In the end, "reasonable" fat hate is what empowers it's more overt and vicious forms. It is a symbiotic relationship where the two positions try to define the discussion of fatness as a binary where both sides agree that fat people are irredeemably wrong. This is never more obvious than when I see how non-fat positive spaces "debate" fatness. Fat liberation views have no place at the table. Its just a bunch of people arguing over how best to hate us. While "reasonable" fat hate puts a lot of stock into feeling morally superior to overt fat hate, it still fundamentally affirms it as an acceptable position. The idea that a person can gain weight without this being a personal failing at all? Not so much. No, you can debate when there should be consequences for the "moral failing". You can debate how much pity to offer those beset by the moral failing. You can even make conditional excuses for the moral failing. But you cannot question its wrongness.
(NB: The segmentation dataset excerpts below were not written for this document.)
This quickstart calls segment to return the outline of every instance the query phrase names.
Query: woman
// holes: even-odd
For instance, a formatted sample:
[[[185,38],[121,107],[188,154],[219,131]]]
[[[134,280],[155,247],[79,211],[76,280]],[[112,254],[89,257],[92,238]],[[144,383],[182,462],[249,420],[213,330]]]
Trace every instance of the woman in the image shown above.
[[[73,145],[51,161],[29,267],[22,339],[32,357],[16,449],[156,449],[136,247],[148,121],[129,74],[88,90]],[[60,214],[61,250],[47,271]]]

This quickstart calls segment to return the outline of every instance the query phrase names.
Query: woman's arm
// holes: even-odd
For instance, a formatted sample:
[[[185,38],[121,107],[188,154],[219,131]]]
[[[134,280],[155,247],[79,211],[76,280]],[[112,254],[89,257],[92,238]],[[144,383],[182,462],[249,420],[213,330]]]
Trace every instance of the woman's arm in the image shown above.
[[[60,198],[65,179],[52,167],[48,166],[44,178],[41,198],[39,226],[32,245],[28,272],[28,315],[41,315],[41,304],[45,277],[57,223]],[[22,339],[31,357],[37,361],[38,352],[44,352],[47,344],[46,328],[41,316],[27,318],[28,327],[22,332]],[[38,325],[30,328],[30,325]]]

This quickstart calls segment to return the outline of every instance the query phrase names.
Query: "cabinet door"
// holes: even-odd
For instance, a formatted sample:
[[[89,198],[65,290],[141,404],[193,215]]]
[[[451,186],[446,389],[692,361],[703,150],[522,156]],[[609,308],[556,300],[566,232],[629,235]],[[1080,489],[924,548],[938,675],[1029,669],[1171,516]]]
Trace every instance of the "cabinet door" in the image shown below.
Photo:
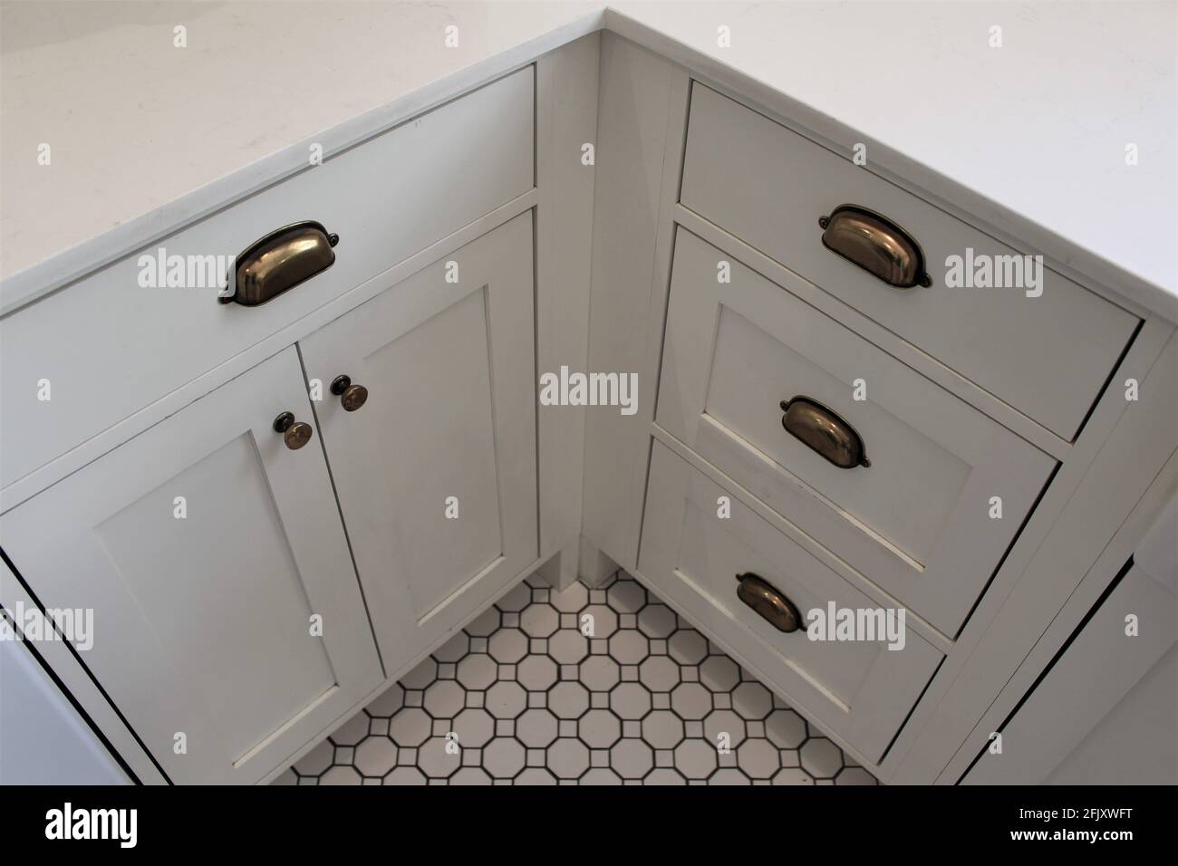
[[[258,781],[382,680],[323,450],[287,449],[284,411],[311,421],[293,348],[0,517],[42,604],[93,610],[81,659],[176,782]]]
[[[525,213],[299,344],[390,675],[536,558],[532,335]]]

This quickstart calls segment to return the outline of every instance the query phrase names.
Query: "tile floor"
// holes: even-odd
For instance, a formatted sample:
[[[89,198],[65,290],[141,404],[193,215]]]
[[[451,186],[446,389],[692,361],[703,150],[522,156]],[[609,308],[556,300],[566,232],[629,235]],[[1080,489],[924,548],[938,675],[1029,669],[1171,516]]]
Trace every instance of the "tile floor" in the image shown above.
[[[276,784],[876,782],[618,573],[563,593],[528,579]]]

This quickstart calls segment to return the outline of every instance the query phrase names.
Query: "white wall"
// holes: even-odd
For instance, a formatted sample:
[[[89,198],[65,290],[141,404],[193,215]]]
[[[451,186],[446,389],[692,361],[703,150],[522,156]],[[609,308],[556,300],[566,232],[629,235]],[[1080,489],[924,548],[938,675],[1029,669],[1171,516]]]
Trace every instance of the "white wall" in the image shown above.
[[[1178,646],[1130,689],[1047,785],[1178,785]]]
I know these celebrities aren't going to be the faces of fat liberation. All will almost certainly lose the weight that is expected of them by whatever means necessary and employing enormous resources that bare no resemblance to how most people live their lives. Still, in a very real way, these are who fat liberation is fighting for. We're fighting for a world where people aren't just arguing over how to best hate and discourage fat people. We're fighting for a world where someone's weight is not a condition of social acceptance. We're fighting for a world where people aren't pilloried if their body happens to change and find itself at a larger size. We're not okay with people discussing fatness so as anyway you look at it, we're wrong. We're not participating in that mindset and culture at all. We're demanding something else. Not just for the fat people who've gotten to the place where we can stand nothing else, but for us all. We deserve better. Every last one of us.

4 comments:

Brian said...

It occured to me while discussing the CDC's collaboration in fat shaming with HBO, that there really isn't much different from what they do and what the gossip sites do. They appropriate fat bodies for the solemn hand wringing of the fat celeb defenders I describe, but their intent isn't that much removed from the people snidely mocking those fat celebs. I'll need to expand on that in a later post.

Regina T said...

How about expanding on the fact that most commenters/ fat- haters/ concern trolls who happen to be " average size" have smugness that is solely based on the genetic cards they were dealt which gives them that false sense of moral superiority? In other words, there are those that actually believe they were better people, with more restraint and self control because they aren't fat. You see it every time some commenter states that at people "just" need to do what "they" do....as if their behaviors somehow hold more stock than their genetic DNA. I know you've touched on this but it's become so out of control and obvious, that fat people can't help but feel morally corrupted by their fat rolls.

Brian said...

Oh, certainly. There is a lot of "born on second base and thought they hit a double" entitlement from fat shamers who aggressively defend the "credit" they get for being thin or average by enforcing fat stigmatization. They are quite invested in feeling like they've done something worthy of praise by just living in their natural bodies.

fatfairy said...

Second what's been said. Also. every woman i ever knew who gave birth was exhausted for months from the birth itself, no sleep, feeding, et. c and was in no condition to worry about frivolous trifles like her weight and figure.
My mother had a rather funny piece of folk wisdom about baby weight. She said there was no reason to worry since when the kid is two, you'll lose it all running after her.